Humanity had now realised that it had a duty to manage the planet. It was the greenhouse effect that had triggered this realisation. We were beginning to discover that there was a limit to the evolution of humanity – the absorption of CO2 in the atmosphere. This was becoming an international constraint and it is constraints which give policy its structure.

The negotiations which began in Kyoto and continued in The Hague were designed to set binding targets for each country, beginning with the developed countries, which would transform our future prospects in this context.

In the case of France, the aim was to stabilise the country’s emissions between 1990 and 2010. However, when its economic growth prospects were factored in, this would entail a reduction in  emissions by 15%. France’s position was made difficult by the fact that its electricity production (nuclear and hydro-electric) already did not emit CO2. But by 2010, it would be emitting more (opening-up of markets and diversification of production towards natural gas).

Consequently, it would be necessary to look to other areas in order to stabilise CO2 emissions: (1) transport, which is expanding apace and which uses up 2/3 of oil supplies; (2) the renewable energy sector; (3) behaviour of the individual.

The policy to be implemented today would be quite different from those pursued in earlier decades. Effective measures would have to be put in place, beginning with those related to the market and ending with those directed at the public at large;
• Information for the consumer – establishment of a national communication service and local  services including “energy information” points in towns and at the disposal of consumers.

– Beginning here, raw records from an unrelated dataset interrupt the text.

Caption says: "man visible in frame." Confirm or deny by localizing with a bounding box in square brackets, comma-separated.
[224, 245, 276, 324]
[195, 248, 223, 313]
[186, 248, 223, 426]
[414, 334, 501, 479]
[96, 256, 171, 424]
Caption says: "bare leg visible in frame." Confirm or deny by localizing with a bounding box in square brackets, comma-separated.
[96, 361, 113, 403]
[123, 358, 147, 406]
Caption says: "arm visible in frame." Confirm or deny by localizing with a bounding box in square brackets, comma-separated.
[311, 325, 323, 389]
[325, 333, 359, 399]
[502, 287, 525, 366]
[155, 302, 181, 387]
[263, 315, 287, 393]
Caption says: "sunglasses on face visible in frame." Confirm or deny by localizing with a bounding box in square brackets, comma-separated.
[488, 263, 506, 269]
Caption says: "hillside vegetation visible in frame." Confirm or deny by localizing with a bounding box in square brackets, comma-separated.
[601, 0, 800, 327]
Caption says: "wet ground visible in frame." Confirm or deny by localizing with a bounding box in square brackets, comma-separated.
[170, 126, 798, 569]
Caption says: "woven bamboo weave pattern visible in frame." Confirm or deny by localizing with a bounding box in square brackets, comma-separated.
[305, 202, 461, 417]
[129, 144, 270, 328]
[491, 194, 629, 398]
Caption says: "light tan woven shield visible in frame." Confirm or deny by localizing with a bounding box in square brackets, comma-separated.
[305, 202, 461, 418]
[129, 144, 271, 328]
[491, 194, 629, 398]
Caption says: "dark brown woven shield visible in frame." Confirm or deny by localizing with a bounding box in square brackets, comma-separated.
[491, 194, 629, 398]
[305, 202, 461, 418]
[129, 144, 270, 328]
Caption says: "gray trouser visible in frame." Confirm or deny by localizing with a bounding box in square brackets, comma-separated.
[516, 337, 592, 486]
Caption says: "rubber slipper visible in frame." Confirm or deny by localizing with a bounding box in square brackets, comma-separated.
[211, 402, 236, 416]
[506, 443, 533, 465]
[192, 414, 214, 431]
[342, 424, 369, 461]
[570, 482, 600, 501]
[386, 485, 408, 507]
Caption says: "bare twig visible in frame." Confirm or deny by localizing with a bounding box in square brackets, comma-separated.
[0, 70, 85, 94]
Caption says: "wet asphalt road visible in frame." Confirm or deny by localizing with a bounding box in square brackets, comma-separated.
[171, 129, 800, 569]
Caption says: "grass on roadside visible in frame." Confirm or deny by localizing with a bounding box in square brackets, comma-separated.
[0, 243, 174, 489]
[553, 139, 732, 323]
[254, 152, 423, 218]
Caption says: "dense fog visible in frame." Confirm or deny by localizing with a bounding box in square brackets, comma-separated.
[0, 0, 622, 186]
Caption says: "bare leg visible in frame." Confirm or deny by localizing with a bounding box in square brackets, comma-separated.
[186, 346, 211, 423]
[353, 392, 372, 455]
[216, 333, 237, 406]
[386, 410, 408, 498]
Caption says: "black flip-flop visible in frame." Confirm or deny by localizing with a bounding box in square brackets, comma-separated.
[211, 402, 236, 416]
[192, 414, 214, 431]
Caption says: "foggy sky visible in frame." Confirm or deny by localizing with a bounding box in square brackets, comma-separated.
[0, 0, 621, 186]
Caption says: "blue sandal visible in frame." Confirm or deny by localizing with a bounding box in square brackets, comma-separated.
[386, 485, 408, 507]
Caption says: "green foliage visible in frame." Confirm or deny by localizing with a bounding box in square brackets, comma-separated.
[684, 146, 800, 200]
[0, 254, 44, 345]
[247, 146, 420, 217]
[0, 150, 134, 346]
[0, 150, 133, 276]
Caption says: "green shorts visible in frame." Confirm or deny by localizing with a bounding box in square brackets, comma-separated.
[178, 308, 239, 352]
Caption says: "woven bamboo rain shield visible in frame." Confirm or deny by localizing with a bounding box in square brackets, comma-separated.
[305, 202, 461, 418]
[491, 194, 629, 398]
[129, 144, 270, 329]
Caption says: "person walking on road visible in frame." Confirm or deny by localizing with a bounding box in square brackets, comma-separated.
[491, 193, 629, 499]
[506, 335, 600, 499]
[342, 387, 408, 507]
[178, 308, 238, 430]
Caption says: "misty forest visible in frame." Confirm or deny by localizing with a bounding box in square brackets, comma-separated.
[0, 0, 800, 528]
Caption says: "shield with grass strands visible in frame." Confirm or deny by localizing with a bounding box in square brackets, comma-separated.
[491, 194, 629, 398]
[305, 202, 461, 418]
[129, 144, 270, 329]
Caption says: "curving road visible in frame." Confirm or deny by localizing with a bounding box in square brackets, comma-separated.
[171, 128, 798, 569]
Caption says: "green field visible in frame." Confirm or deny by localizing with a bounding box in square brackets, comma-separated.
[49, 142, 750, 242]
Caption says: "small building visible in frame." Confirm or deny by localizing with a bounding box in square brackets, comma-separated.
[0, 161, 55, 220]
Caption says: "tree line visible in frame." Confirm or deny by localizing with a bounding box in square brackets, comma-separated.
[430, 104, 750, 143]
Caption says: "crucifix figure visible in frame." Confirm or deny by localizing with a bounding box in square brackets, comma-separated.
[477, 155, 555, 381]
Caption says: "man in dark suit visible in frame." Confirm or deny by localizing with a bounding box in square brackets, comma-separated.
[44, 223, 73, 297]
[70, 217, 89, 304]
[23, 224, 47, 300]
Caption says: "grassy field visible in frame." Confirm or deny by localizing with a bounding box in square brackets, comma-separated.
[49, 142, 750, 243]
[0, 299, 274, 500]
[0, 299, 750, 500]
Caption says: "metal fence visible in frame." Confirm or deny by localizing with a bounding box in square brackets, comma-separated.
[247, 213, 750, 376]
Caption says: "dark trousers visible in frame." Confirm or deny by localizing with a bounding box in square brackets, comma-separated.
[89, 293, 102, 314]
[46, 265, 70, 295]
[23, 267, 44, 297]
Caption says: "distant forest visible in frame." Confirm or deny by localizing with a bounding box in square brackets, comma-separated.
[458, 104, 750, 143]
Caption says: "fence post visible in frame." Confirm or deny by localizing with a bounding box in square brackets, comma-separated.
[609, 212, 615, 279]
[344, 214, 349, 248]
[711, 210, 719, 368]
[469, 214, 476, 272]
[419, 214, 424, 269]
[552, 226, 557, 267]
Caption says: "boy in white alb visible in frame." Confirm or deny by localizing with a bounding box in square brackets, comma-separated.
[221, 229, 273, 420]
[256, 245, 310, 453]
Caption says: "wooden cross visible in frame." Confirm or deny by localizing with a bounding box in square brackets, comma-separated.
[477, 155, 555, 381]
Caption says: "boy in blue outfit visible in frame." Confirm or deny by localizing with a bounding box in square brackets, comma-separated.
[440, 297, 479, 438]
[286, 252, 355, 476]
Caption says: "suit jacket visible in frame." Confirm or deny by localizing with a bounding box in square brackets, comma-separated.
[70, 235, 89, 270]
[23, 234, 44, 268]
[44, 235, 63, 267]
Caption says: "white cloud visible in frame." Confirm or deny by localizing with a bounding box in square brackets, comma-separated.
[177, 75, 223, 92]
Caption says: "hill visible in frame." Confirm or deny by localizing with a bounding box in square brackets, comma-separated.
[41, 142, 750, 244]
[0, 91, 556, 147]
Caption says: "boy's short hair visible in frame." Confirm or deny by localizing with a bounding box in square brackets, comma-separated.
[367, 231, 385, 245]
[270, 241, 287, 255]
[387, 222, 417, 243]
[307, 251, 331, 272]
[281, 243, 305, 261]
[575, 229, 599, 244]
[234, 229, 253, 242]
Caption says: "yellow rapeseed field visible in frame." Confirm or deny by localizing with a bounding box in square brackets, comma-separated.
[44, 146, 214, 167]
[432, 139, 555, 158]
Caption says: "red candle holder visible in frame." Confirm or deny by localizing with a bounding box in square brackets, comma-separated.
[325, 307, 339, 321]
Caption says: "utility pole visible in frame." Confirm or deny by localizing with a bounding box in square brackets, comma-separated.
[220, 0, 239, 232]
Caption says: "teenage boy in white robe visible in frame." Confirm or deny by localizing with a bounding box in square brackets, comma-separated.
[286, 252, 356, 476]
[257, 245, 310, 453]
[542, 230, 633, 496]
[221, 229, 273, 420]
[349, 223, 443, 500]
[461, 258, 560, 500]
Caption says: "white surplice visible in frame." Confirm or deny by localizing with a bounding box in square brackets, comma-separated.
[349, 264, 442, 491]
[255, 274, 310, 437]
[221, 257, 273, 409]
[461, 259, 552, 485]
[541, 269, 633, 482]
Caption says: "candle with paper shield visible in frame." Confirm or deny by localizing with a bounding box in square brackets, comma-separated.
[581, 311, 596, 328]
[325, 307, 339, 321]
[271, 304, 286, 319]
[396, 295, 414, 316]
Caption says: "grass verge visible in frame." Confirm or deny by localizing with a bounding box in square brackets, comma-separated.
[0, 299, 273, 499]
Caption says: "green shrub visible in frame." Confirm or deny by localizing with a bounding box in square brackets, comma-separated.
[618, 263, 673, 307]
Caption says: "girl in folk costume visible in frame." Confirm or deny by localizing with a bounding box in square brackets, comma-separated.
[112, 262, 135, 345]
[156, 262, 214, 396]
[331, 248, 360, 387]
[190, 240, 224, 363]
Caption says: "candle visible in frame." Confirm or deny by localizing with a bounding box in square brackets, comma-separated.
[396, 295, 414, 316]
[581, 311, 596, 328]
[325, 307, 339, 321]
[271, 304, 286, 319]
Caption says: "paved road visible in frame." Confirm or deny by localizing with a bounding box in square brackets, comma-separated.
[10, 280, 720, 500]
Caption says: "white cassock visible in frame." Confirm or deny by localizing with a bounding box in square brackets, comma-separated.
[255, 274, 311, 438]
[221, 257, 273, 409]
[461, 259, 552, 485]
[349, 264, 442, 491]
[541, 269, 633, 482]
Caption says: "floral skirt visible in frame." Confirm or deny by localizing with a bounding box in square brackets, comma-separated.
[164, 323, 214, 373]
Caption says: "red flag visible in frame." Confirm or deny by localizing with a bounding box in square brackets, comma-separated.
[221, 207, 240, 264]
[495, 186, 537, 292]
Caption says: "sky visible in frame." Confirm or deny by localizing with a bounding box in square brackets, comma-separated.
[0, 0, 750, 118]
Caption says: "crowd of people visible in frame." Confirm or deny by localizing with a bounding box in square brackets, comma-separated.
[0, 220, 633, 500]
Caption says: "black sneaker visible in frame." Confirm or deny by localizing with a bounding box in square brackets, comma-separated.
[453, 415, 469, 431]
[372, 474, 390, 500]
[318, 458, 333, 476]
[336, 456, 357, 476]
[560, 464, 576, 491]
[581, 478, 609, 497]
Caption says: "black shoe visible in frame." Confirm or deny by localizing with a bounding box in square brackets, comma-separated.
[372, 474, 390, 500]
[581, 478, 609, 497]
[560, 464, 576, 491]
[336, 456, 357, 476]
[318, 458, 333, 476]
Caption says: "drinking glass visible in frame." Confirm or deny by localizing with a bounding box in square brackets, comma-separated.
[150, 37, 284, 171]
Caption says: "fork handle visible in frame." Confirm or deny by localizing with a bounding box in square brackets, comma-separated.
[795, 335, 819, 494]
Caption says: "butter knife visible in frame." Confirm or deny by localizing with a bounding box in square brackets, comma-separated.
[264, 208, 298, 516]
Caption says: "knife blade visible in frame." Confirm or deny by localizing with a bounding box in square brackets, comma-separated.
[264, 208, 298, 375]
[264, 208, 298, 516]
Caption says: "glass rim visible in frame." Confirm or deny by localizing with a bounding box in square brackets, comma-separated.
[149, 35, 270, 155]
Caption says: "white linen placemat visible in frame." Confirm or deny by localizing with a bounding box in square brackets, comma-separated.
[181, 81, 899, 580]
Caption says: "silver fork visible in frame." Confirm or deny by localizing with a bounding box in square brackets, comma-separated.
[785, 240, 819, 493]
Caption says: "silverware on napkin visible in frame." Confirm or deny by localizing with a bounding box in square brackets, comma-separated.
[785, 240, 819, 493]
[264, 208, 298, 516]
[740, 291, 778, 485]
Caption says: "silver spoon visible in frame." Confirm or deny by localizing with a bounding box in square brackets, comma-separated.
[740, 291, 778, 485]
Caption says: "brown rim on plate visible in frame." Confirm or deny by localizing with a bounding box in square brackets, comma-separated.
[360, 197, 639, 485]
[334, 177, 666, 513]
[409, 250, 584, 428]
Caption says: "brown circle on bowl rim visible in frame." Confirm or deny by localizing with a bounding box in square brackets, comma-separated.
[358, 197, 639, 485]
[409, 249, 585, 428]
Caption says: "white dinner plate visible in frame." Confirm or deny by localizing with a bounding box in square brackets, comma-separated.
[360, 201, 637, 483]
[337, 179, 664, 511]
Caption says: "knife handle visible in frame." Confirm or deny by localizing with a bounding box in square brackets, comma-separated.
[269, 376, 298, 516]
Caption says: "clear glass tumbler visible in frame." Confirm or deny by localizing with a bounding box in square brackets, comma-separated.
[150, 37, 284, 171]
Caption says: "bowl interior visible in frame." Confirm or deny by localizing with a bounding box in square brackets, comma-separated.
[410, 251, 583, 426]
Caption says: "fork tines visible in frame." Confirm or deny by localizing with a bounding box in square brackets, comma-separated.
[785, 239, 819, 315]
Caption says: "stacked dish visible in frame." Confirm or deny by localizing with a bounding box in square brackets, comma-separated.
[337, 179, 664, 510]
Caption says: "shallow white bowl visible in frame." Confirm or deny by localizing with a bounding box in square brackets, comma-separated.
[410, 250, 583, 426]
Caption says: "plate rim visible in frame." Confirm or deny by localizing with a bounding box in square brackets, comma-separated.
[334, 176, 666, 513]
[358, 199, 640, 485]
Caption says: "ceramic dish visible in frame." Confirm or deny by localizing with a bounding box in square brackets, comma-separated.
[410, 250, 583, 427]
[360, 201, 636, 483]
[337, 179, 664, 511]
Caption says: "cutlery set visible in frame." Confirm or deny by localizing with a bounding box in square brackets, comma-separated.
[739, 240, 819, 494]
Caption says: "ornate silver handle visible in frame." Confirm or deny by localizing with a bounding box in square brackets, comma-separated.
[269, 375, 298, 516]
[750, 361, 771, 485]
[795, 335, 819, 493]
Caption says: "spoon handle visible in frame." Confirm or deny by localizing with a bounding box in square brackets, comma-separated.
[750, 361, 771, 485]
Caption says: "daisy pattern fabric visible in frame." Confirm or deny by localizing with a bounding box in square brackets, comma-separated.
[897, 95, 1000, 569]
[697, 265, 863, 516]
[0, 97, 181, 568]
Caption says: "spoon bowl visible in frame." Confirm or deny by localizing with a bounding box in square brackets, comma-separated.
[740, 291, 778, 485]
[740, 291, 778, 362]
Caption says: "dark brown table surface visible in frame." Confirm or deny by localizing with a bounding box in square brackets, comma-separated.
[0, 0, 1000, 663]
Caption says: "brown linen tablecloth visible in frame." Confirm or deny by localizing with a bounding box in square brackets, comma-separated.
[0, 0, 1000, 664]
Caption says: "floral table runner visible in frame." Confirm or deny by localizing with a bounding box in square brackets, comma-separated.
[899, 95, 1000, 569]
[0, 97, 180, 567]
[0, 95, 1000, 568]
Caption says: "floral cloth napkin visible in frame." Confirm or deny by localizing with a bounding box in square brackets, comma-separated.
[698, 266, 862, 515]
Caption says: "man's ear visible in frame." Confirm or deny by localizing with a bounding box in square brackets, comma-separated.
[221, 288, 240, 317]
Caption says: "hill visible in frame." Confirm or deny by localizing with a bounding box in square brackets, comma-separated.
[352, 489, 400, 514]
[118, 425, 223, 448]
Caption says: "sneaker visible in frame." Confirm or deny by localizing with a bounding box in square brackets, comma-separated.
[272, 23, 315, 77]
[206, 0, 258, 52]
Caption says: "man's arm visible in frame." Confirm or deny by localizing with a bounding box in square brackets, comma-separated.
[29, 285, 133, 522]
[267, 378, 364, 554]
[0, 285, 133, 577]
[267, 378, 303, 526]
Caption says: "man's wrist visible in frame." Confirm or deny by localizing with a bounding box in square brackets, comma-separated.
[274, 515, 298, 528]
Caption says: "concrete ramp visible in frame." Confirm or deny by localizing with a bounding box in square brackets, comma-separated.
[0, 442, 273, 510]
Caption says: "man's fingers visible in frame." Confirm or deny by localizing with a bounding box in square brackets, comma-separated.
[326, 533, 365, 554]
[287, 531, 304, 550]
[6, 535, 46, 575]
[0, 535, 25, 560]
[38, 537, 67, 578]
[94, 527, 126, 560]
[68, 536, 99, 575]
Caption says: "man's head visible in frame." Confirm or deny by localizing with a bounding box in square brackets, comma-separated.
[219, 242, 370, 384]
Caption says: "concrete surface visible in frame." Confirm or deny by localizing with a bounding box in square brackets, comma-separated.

This would complement the work being done by the European Union on energy consumption of appliances.
• Taxation: this is the route by which damage done to the environment by energy use can be taken into account in prices
• Banking mechanisms – making it easier for banks to support efforts to save energy or promote renewables
• Tariff structures – putting in place tariffs which encourage energy saving and the use of renewables
• Support for research
• Regulatory measures – the idea is to disseminate best practice, for example in the building of new homes; the intention is to review the rules and regulations in this sector every five years.
• Subsidies – for instance, an effort needs to be made to bring about a shift from road to rail transport. Road transport, via the taxes it pays, covers only half of the charge it represents to the public purse. The alternatives must therefore be subsidised.

In the case of France, the effort involved is equivalent to 20 billion FF (3 billion Euros). The state alone cannot carry out all of the investment which is needed.

The ensuing debate clarified a number of issues.
• If our societies are to agree to a reduction of 20 to 25% in CO2 emissions over the period 1990 to 2010, there will have to be a democratic dialogue between moral imperatives and development imperatives. The rest of the world will also have to participate, since the EU is responsible for only 13% of greenhouse gas emissions.
• A European directive might offer a way of preventing local authorities from blocking projects of general interest aimed at fostering the development and more widespread use of certain technologies.
• The question of nuclear energy, the factor which prevents France from being among today’s heavy polluters, is very much on the agenda. Pierre Radanne’s view is that  by the time France’s nuclear plants come to the end of their working lives appropriate measures will have to have been taken to ensure that a real choice – nuclear or non-nuclear – exists as regards their replacement, without departing from the obligations laid down in Kyoto.